Haynes also worked at CBS affiliate WBKB-TV in Alpena, Michigan in 2007.

He then worked at KGBT-TV in Harlingen, Texas, from 2007–2010, where he was a sports anchor and reporter. During his three years at KGBT, he was Texas AP Sportscaster of the year in 2008 and Rio Grande Valley Sports Broadcaster of year in 2008 and 2009.

He then joined KABB in San Antonio, Texas from 2010–2012, as a sports anchor and reporter on Maximum Sports. At KABB, Haynes was nominated for two broadcaster Emmy Awards. He also worked a KMYS as a sideline reporter for Thursday Night Lights high school football show.

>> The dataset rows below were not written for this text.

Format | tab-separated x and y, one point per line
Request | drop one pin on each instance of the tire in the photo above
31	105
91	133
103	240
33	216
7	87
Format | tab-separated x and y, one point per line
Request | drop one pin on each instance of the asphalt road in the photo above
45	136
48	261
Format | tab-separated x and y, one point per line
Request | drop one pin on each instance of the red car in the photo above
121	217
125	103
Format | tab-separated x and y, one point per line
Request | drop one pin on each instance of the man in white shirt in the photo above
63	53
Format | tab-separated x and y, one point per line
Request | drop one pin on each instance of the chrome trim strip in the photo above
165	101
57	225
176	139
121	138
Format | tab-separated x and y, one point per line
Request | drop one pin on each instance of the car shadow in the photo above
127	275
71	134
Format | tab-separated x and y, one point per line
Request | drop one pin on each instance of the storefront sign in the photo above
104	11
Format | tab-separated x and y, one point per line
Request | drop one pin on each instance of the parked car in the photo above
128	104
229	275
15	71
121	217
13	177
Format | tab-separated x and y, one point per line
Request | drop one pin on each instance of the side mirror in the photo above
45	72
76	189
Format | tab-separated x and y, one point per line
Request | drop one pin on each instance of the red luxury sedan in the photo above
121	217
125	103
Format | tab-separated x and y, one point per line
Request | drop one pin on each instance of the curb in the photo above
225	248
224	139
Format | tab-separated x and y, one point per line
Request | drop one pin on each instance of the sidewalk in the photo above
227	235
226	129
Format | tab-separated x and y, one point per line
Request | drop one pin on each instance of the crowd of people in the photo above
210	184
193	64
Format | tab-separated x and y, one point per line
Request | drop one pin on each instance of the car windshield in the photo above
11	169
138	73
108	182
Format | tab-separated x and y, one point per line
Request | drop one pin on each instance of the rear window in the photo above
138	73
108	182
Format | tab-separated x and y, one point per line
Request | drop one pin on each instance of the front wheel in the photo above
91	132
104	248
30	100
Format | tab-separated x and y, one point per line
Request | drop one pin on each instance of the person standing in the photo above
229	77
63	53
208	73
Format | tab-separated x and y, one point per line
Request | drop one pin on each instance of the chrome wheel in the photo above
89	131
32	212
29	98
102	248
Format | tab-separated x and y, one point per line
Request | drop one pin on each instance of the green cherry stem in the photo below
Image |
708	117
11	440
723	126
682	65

He then joined now-former NBC affiliate WHDH in Boston, Massachusetts from 2012–2013, as a sports anchor and reporter. He also was a sports anchor at Al Jazeera America in New York, New York in 2013.

Haynes then joined ESPN and debuted on March 13, 2014, on the 3:00 p.m. ET edition of SportsCenter. He created segments such as "Suit-it or Boot-it", "SC Vocal Point" and "Sunday's Best". Haynes also appeared on SportsCenter Top Plays of the Month and NBA Tonight. He was laid off from ESPN on April 26, 2017.

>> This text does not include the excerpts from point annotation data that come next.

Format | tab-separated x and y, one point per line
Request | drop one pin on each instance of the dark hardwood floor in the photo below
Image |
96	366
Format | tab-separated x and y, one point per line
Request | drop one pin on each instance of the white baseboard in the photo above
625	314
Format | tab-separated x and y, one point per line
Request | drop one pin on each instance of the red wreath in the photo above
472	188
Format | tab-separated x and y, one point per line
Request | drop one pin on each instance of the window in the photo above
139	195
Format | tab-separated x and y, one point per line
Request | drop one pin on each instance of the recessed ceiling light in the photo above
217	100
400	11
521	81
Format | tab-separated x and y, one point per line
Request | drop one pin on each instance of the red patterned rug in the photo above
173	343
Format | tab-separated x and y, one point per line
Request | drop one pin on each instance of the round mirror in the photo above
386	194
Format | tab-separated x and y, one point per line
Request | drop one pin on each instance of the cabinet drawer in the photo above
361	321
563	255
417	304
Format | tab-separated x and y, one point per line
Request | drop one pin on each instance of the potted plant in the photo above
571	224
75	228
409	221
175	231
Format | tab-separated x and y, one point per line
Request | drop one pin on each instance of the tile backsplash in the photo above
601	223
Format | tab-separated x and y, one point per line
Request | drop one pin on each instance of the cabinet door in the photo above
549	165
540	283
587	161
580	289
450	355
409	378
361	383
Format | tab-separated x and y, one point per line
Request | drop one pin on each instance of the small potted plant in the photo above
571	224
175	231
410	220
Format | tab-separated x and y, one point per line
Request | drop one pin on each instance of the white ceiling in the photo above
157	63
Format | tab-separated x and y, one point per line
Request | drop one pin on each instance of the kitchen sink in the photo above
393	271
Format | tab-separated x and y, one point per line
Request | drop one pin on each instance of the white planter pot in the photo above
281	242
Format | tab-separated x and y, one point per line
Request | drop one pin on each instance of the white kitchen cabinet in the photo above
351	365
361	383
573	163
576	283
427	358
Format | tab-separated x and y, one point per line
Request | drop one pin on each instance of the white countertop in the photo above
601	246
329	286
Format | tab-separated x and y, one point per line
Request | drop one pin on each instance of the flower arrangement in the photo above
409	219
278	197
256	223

In August 2017, Haynes joined WUSA, the Tegna-owned CBS station in Washington, D.C., as its sports director, a position that had been vacant since the resignation of Brett Haber (also an ESPN alum) in July 2011.

After six years in the nation's capital, Darren would leave WUSA in August 2023 to join KCAL as a sports anchor on CBS Los Angeles and Sports Central in Los Angeles California.

==Public image==
Haynes has been recognized as one of the "Most Influential Blacks" by the NAACP. He received the "Community Service Award" for his work in the city of New Haven Connecticut, "Outstanding Leadership Award" for his work with the Pregnant and Parenting Teens Program as well as the "Media Recognition Award" for his fight against domestic violence with the Love Life Now Foundation. In 2007, he launched the Junior Broadcast Program that has helped hundreds of aspiring journalists achieve their dreams in the media industry. His motivational speeches help individuals increase confidence and use personal power to activate their ideal life. His mantra is "I would be a fool not to give back to the community that raised me." Darren continues to host seminars across the country, teaching and motivating high school and college students to never give up on their dreams.

==Personal life==
Haynes is a Connecticut native and a graduate of Amity Regional High School in Woodbridge, Connecticut. Haynes was inducted into the Amity Hall of Honor Class of 2016. Haynes received his undergraduate degree from Wayne State University in Detroit, Michigan. In 2021, Haynes received the Lifetime Achievement Award from Wayne State University. He is also a member of Omega Psi Phi Family: William Haynes Jr., Kelli Gorman, A'lan Murray, Andre DeVan, Keith Murray, Edna Fennell, (Deceased) Roderick Gorman. He married Teddi Adderly on April 15, 2018 in Houston, Texas.